Зоя умильно сложила ручки на груди:
– Да что ты?… А за кого?
Женя махнула беззаботно рукой.
– Его имя на этот раз никому ничего не скажет. Одноклассник мой. Дождался…
И вдруг лицо ее расцвело неожиданно милой и трогательной улыбкой. Зоя, хорошо знавшая Женю уже… хм… немало лет, поняла – Женька размечталась:
– И знаешь что: рожу! Вот я сейчас прямо решила: вот рожу! И черт с ней, с фигурой! О карьере речи нет, это ж понятно…
Женя на глазах у Зои и Прокофьевны загорелась так, как актриса загорается новой ролью, даже встала с места. Зоя засмеялась:
– Женька, из тебя классная мамка получится! А это – она обняла свой животик – лучше, чем фигура.
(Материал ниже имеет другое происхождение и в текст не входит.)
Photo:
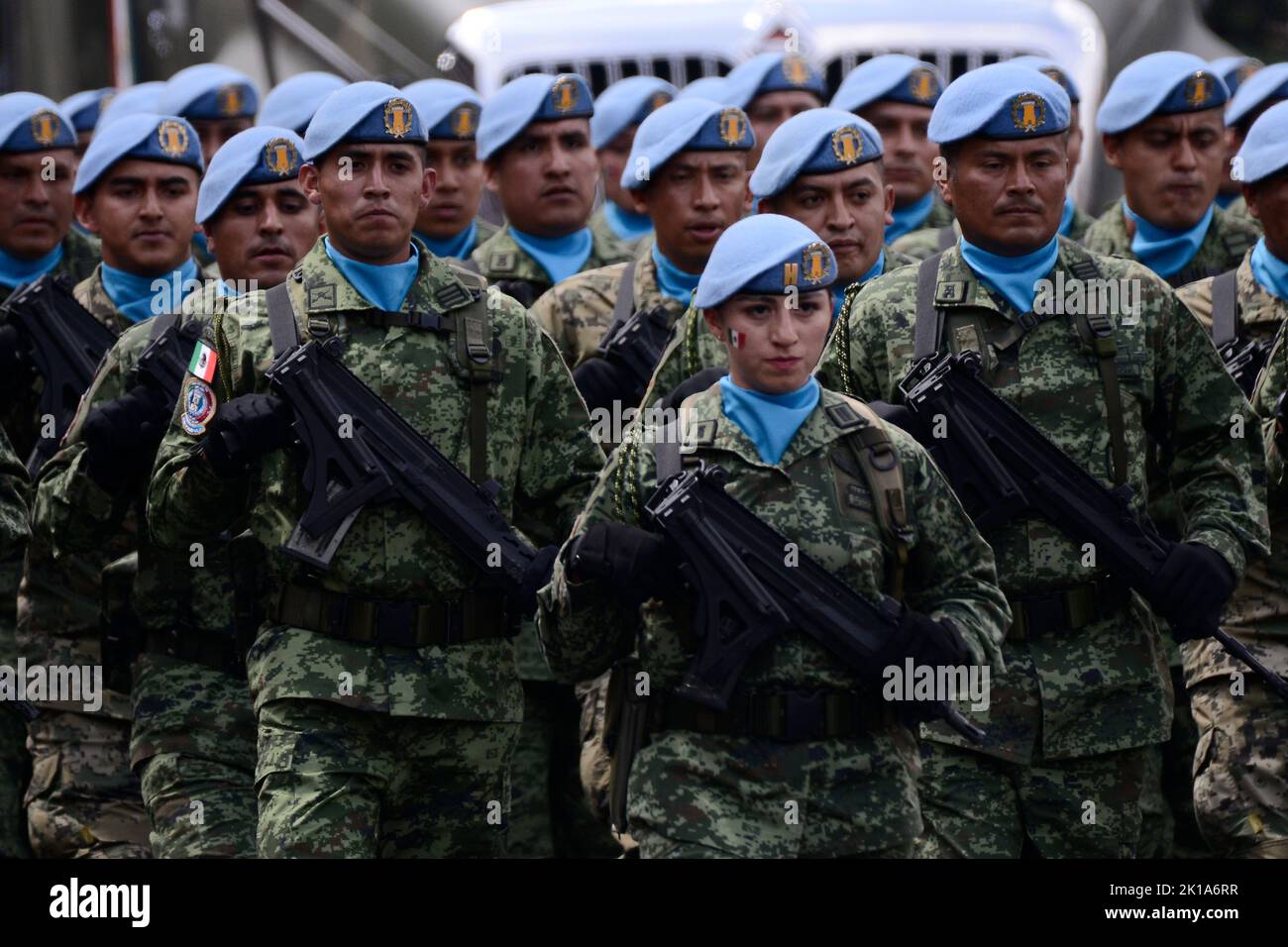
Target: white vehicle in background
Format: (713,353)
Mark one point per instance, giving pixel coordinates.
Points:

– И чем карьера… – философски добавила Женя.
Но последнее слово все же должно было остаться за Прокофьевной: такая у старушки была привычка. И она сказала его:
– Вот!
И с довольным видом удалилась…
Вера Михайловна с мамочкой Костюченко шли мимо сестринского поста. Медсестра Таня давала задание девушке-интерну Валерии:
– В пятой палате «капалку» поставь Ворониной. Только не перепутай с Сорокиной, там еще Сорокина есть.
Лера засмеялась:
– Надо же, как слетелись в одну палату… Не перепутаю, не бойся.
Вера Михайловна посмотрела на мамочку Костюченко, но она даже внимания не обратила на молоденьких болтушек. Она не слышала их разговоров, вообще не слышала ничего. Только в ушах стучала кровь. А может быть, это было эхо остановившегося внутри нее маленького сердечка…
Вера зашла в лифт с мамочкой Костюченко. Та смотрела в пол. В руках сжимала пакеты с вещами, многие из которых уже решила выбросить – чтобы ничего не напоминало ей об этих днях, когда надежда обернулась отчаянием. Женщины ехали на другой этаж, в обсервацию… Лифт остановился, двери лязгнули механически и безжалостно…
Костюченко, погруженная в свои мысли, и представить не могла, что Вера Михайловна, такая улыбчивая и спокойная, буквально считала минуты, чтобы скорее остаться одной, чтобы заплакать, наконец, чтобы позвонить мужу. Только с ним она могла себе позволить быть слабой. И то – не всегда.
Владимир Николаевич Бобровский смотрел на своих интернов, по очереди передававших друг другу листки анализов, историю болезни мамочки Костюченко. Все было изложено в документах, но Бобровский повторил:
– Антенатальная гибель плода. В период эпидемии перенесла грипп.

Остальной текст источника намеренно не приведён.